National Law University Odisha was ranked 7th in 2024 by India Today. It ranked 9th in India in the National Institutional Ranking Framework (NIRF) law ranking in 2024.

==Student life ==
===Social Media Committee===
The Social Media Committee looks over and manages all the official social media handles of the university.
NLUO has its official pages on many popular social media sites such as Instagram, Facebook etc.
NLUO also has its official YouTube channel with thousands of subscribers.

=== Fests, Cultural & Other Activities ===
NLUO conducts many activities, such as festivals.
Like many other colleges and universities every year NLUO also conducts its own flagship cultural fest named as KAIRAAN.

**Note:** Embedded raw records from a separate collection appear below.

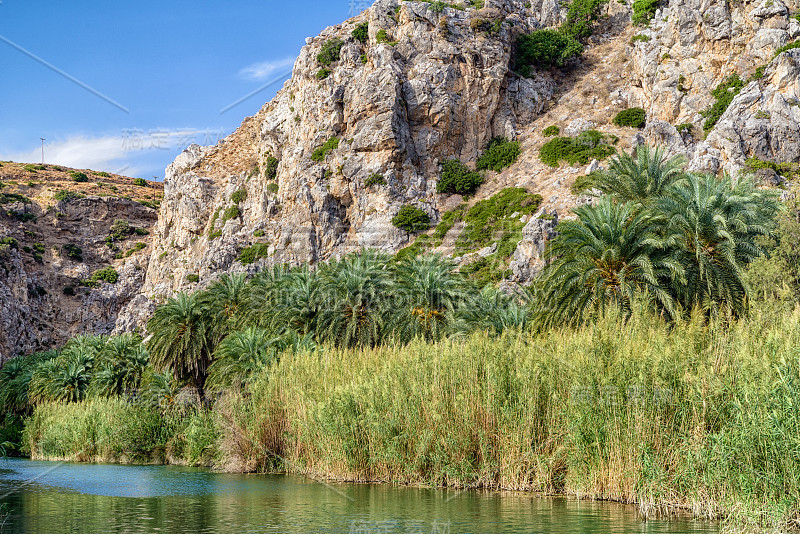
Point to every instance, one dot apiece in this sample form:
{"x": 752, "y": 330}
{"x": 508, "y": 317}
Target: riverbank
{"x": 697, "y": 416}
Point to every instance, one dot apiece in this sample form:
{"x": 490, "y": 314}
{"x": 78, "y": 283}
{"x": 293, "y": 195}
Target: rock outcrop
{"x": 44, "y": 259}
{"x": 429, "y": 84}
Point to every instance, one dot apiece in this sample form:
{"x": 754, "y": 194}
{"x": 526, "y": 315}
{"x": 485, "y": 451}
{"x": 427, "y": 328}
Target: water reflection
{"x": 108, "y": 498}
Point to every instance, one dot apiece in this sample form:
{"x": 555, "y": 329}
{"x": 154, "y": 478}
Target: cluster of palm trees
{"x": 219, "y": 337}
{"x": 656, "y": 233}
{"x": 680, "y": 240}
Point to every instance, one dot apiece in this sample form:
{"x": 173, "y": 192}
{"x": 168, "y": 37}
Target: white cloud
{"x": 131, "y": 153}
{"x": 267, "y": 69}
{"x": 78, "y": 152}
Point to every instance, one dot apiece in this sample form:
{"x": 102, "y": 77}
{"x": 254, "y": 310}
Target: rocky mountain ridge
{"x": 56, "y": 232}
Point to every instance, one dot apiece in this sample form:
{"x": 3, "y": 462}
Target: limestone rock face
{"x": 529, "y": 256}
{"x": 690, "y": 47}
{"x": 42, "y": 300}
{"x": 763, "y": 120}
{"x": 428, "y": 85}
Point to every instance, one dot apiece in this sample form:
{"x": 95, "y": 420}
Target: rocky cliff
{"x": 55, "y": 234}
{"x": 365, "y": 121}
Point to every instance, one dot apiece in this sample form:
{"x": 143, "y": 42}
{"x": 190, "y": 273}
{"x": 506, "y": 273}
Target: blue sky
{"x": 173, "y": 65}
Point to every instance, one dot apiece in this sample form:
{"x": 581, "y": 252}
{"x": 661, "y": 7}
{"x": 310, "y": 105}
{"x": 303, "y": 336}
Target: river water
{"x": 45, "y": 497}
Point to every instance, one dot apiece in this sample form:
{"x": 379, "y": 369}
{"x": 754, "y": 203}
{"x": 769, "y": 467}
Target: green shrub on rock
{"x": 499, "y": 154}
{"x": 411, "y": 219}
{"x": 330, "y": 52}
{"x": 457, "y": 178}
{"x": 633, "y": 117}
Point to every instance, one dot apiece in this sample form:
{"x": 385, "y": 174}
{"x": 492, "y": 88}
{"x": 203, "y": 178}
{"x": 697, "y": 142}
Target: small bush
{"x": 11, "y": 242}
{"x": 545, "y": 49}
{"x": 254, "y": 253}
{"x": 457, "y": 178}
{"x": 322, "y": 152}
{"x": 581, "y": 16}
{"x": 633, "y": 117}
{"x": 65, "y": 196}
{"x": 589, "y": 145}
{"x": 106, "y": 274}
{"x": 230, "y": 213}
{"x": 239, "y": 196}
{"x": 330, "y": 52}
{"x": 644, "y": 11}
{"x": 724, "y": 94}
{"x": 499, "y": 154}
{"x": 550, "y": 131}
{"x": 271, "y": 168}
{"x": 361, "y": 33}
{"x": 375, "y": 179}
{"x": 411, "y": 219}
{"x": 786, "y": 47}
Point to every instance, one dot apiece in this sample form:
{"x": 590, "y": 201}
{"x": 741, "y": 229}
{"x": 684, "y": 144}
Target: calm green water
{"x": 53, "y": 497}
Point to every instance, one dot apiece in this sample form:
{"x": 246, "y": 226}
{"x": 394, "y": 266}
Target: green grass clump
{"x": 320, "y": 153}
{"x": 239, "y": 196}
{"x": 458, "y": 178}
{"x": 253, "y": 253}
{"x": 79, "y": 177}
{"x": 551, "y": 130}
{"x": 589, "y": 145}
{"x": 330, "y": 52}
{"x": 65, "y": 196}
{"x": 499, "y": 154}
{"x": 632, "y": 117}
{"x": 411, "y": 219}
{"x": 644, "y": 11}
{"x": 723, "y": 94}
{"x": 361, "y": 32}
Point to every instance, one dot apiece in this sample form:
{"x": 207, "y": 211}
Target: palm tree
{"x": 239, "y": 356}
{"x": 181, "y": 340}
{"x": 639, "y": 178}
{"x": 225, "y": 304}
{"x": 426, "y": 293}
{"x": 297, "y": 303}
{"x": 122, "y": 364}
{"x": 63, "y": 379}
{"x": 263, "y": 296}
{"x": 492, "y": 311}
{"x": 602, "y": 259}
{"x": 712, "y": 224}
{"x": 15, "y": 378}
{"x": 356, "y": 308}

===International Maritime Arbitration Moot===

Since 2014, NLUO has been conducting the NLUO International Maritime Arbitration Moot Court Competition (IMAM), a flagship event of The Moot Society (TMS) of NLUO. It is India's first International Maritime Law Moot with a special focus on International Commercial Arbitration.

The 5th edition of IMAM was organised by The Moot Court Society [TMS] in association with Eastern Book Company/ SCC Online Web Edition in March–April 2018. 24 teams from across the took part in this competition.

Dr. Ram Manohar Lohiya National Law University, Lucknow won the 10th National Law University Odisha Bose & Mitra & Co. International Maritime Arbitration Moot 2023 and ILS Law College Pune bagging the citations for the Runner’s up, Best Written Submissions and Best Oralist (Nachiket Kulkarni).

===Mooting achievements===
NLUO has been ranked 10 in the Mooting Premier League 7th edition which is decided on the basis of cumulative points earned in multiple moot court competitions.
NLUO has recorded stellar performance in the Philip C. Jessup International Law Moot Court Competition, which is the oldest and the largest moot court competition in the world. For two consecutive years, 2016 and 2017, and also in 2019; NLUO has qualified for the international rounds of the moot court competition. While in 2016 it finished in the top 16, in 2017 NLUO was the semi-finalist in the world rounds and the winner of the National rounds. In 2019 it finished as runners-up in the Indian national rounds and was among the top 32 teams globally. It was also given various other awards.

NLUO also was declared the quarter-finalist of Willem C. Vis International Commercial Arbitration Moot, Vienna, 2021. The university was also given memorial awards.

The university has also performed well in the Price Media Law Moot Court Competition hosted by the University of Oxford. NLUO was the Runner-Up of South Asia Rounds and an Octo-Finalist in the International Rounds of the Competition in 2018 and 2019.

NLUO in 2017 was the winner of the 34th BCI Moot Court Competition among its other achievements. It also received the honorable mention for Runner Up in the category of Best Newcomer Team in the 18th International Maritime Law Arbitration Moot (2017) hosted by Murdoch University, Australia. In 2019, NLUO won the 11th Edition of the Prestigious NUJS Herbert Smith Freehills (HSF) National Moot Court competition.